Export All Deduplicated Assets

I think it would be useful if Photostructure had a utility of some sort that allowed you to export your entire deduplicated library.

Often questions pop up on the forum or the discord about physically deleting duplicate photo files. There are problems, of course, with letting software “smartly” delete user files, and I think Photostructure’s position on this is entirely reasonable.

With that in mind, since Photostructure already has access to the physical location of all assets, along with information about duplicates (and which duplicate file is the “best”), it seems like it might be a pretty easy lift to create an export option. You could even apply the auto-organization logic and put these files into year/month folders.

The end result would be that the user has a clean, deduplicated copy of all of their assets in one place.

What do others think of this feature request?

2 Likes

I think it would be best to have an option to set the “organize library” feature to only copy deduplicated assets into it. Frankly, I turned off that feature (eventhough I am a “plus” user) because what’s the point? Right now it turns out to be an exact copy of my source directories.

But generally speaking, an export option (including an option to only include deduplicated assets as you suggest) is a good idea.

I agree, I don’t use auto-organization either. I’m getting the impression, though, that there are at least a few people searching for an easyish way to physically dedup their photo files. Photostructure doesn’t do that currently, nor would it ever in normal usage. However, it’s got all the information it needs to provide users with a physically deduped copy of their files.

I imagine that if this feature is developed, a new user could set up Photostructure, export a deduped copy of their files, and then manually delete all of their source files. They would be left with a clean, deduplicated copy of their photos AND an amazing software for viewing said photos.

I know that’s what people are looking for. It’s what I was looking for myself when I adopted photostructure. When I discovered it doesn’t really do that I was a bit dissapointed and ended up using another tool to delete dupes. It was extremely tedious, with lots of visual inspections of side by side pictures. But based on some of the questionable deduping decision the PS algorithms make (getting better every release) not sure I would EVER trust a completely automated physical deduping of my library.

That’s the point of this request, really… it’s not completely automated. The software is just spitting out a deduplicated copy of all your files. What you do with it at that point is up to you. You COULD delete (or archive) your source photos and use this new deduplicated copy as your source going forward, but you don’t have to.

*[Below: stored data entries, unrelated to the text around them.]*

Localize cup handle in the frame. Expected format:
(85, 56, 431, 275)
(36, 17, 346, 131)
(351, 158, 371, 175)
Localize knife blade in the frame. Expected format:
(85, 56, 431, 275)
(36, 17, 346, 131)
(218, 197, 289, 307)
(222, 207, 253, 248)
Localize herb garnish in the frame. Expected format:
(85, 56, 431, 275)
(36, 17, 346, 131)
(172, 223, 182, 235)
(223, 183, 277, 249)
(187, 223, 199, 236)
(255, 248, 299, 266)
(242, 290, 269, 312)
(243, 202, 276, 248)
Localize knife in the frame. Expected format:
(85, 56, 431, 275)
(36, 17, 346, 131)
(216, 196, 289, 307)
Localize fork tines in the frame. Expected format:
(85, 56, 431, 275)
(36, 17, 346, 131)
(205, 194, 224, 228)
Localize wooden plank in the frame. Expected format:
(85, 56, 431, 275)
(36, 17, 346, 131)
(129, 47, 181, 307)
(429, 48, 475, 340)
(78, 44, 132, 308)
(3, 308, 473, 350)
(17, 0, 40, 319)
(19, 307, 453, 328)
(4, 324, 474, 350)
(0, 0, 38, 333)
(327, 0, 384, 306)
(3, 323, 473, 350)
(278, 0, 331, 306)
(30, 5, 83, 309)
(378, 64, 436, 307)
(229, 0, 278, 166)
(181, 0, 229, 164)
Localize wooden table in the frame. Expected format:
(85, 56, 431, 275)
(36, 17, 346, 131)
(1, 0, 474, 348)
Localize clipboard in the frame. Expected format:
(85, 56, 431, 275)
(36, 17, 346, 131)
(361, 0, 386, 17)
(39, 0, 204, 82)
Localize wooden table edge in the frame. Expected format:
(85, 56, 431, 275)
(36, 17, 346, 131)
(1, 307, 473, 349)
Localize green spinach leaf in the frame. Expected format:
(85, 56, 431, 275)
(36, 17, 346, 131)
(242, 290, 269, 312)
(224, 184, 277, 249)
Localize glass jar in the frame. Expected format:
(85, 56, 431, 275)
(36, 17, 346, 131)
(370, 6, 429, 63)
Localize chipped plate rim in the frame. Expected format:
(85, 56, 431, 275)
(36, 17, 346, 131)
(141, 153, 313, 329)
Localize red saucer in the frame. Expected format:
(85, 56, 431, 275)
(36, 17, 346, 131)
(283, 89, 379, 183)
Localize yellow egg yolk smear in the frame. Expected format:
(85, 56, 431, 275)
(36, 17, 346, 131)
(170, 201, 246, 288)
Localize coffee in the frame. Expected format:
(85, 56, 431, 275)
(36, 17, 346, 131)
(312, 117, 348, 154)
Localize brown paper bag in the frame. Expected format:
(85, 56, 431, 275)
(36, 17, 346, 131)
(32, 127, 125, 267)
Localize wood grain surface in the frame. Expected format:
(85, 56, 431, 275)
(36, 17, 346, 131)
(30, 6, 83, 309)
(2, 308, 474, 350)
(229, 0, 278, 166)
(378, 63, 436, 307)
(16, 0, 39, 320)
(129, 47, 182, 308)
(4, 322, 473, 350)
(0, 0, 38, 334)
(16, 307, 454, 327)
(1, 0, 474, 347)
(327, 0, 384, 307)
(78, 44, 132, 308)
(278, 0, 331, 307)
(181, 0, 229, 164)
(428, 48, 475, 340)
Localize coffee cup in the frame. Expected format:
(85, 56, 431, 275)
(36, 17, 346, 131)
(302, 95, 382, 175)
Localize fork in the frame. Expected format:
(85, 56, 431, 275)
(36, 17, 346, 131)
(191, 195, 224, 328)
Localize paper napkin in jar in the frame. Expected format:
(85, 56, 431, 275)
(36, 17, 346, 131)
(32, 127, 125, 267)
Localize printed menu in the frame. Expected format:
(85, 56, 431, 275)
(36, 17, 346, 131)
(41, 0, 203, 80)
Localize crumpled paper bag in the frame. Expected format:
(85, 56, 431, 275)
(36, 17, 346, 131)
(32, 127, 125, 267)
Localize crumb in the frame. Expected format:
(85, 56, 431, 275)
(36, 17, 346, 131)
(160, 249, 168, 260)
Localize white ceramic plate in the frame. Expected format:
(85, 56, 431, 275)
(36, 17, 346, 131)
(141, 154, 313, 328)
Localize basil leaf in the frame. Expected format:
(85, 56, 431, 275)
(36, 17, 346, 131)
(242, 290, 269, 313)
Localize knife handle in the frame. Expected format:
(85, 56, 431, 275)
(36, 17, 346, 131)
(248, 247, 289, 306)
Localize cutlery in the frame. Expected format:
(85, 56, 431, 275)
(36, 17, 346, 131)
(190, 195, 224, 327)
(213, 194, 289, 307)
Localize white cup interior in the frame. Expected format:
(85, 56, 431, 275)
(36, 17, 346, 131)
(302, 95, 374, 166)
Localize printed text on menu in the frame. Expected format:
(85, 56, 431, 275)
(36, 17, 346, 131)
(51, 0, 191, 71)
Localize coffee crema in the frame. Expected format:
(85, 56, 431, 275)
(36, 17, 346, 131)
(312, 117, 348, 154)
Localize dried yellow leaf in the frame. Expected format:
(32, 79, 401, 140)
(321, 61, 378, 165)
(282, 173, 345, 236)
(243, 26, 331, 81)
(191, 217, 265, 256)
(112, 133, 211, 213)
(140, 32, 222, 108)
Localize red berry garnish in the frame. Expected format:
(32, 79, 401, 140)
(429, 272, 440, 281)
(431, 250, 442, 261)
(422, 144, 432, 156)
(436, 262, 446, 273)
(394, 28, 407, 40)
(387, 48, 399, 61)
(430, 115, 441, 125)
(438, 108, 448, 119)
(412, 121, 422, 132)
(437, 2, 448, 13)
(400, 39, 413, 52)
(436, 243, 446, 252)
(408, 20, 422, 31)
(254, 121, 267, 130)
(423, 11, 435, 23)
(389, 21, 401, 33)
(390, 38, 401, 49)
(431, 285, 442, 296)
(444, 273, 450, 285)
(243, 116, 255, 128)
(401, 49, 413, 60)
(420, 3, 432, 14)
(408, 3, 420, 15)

To be clear, when I say “completely automated” de-duping process (as PS has implemented), I mean a de-duping process that never prompt the user to validate matches below a certain treshold of confidence. In other words, I have trust it’s 100% accurate instead of trusting it’s 80% accurate and validate (through prompts) the other 20%.

To that end, since Photostructure already has a way for you to pick the best variant in the UI, I wonder if a workflow could be added that allows you to look through all assets with multiple asset files and pick the best? Once you’ve done this, that asset could be marked as “confirmed” so it’s not presented to you again. Then, the process of confirming the best variant can be ongoing without losing track of what you’ve already done.

I’ll be honest, I don’t actually have any problems with duplicates, so none of this would benefit me personally. I’m just looking at the common themes of questions on the forum and on discord and then trying to imagine how Photostructure could help address those questions.

This gets to the heart(s) of the problem: it is tedious. But, we’re all distrustful of the machinery.

What we want is less friction. The software can make it easier to bulk approve it’s detections, and let us non-destructively export the “top” set of de-duplicated images for use in other contexts.

I think there would be value in understanding and visually being able to view duplicates and a “view” option in the tool. So that I can triage a new collection of files and see how many duplicates I actually have for a file. So if you had “view by duplicate count” or similar you could manually curate your collections and do any deduping you wanted within the tool before doing the “clean dedup’ed” export.

Howdy, @neogeek83 – welcome to PhotoStructure!

You can currently view duplicates by opening the asset info panel (tap i or click the i icon in the asset header), and then click the pathname of each variation. The fullscreen view will change to that variation.